今日、9月11日を迎えるたびにアメリカ同時多発テロ事件の記憶が呼び覚まされます。当時私はトヨタ自動車の米州営業部に在籍しており、北米出張の途中で9月11日を迎えました。その日の朝、ニューヨークマンハッタンのホテルからハドソン川を挟んで対岸にあるニューアーク飛行場に移動し、カナダ・ハリファックス行きのフライトを待っていました。そのうちにフライトが遅れると言う表示が出され、何かあったのかなと思っていたところ、周りのみんなが異口同音にあれを見ろ!ともうもうとした煙に包まれているワールドトレードセンターの方を指さしました。距離はありましたが、肉眼ではっきりその様子は確認できました。
何が起きているか全く理解できない中、自動小銃を抱え、爆弾捜査?のための警察犬を連れた多数の警察官が空港内に入ってきて、我々は荷物を持って空港から出るように促されました。トヨタのニューヨーク事務所にコンタクト試みたものの、当たり前ですがつながるわけもなく、とにかくその夜の宿を確保し、長蛇の列に並んでタクシーでホテルに移動しました。ホテルは治安の悪いところにあったため身の危険を感じ(大袈裟ですが)夜中にチェックアウトし、連絡が取れたニューヨーク駐在の同僚の家に転がり込みました。その後まともなホテルに移動し、帰国できたのは一週間後でした。
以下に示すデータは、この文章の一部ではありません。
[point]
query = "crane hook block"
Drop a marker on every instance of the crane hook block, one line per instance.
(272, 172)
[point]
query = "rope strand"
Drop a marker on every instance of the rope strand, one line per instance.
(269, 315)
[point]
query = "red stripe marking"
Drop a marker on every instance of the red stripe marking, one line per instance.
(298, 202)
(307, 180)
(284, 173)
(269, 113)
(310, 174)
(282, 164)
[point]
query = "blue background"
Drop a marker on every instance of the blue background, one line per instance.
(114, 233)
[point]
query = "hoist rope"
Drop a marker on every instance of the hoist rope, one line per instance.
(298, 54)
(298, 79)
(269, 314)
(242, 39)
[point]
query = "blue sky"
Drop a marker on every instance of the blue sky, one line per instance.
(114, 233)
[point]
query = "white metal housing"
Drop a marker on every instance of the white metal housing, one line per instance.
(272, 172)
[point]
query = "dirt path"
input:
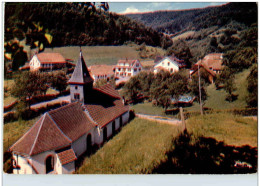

今考えてもあれは何だったのかという思いが募ります。多くの犠牲者を出して何が残ったのか。ごく当たり前の、決して特別なものでない生活を一瞬にして破壊されてしまった多くの方々を思うと無念でなりません。有り難いものに対し感謝すると同時に、当たり前のものに対しても感謝する気持ちの大切さを感じます。今回の台風、そしてSeptember 11, 時も場所も影響の大きさも違いますが、当たり前の生活を送れることがいかに有り難いことかを改めて感じました。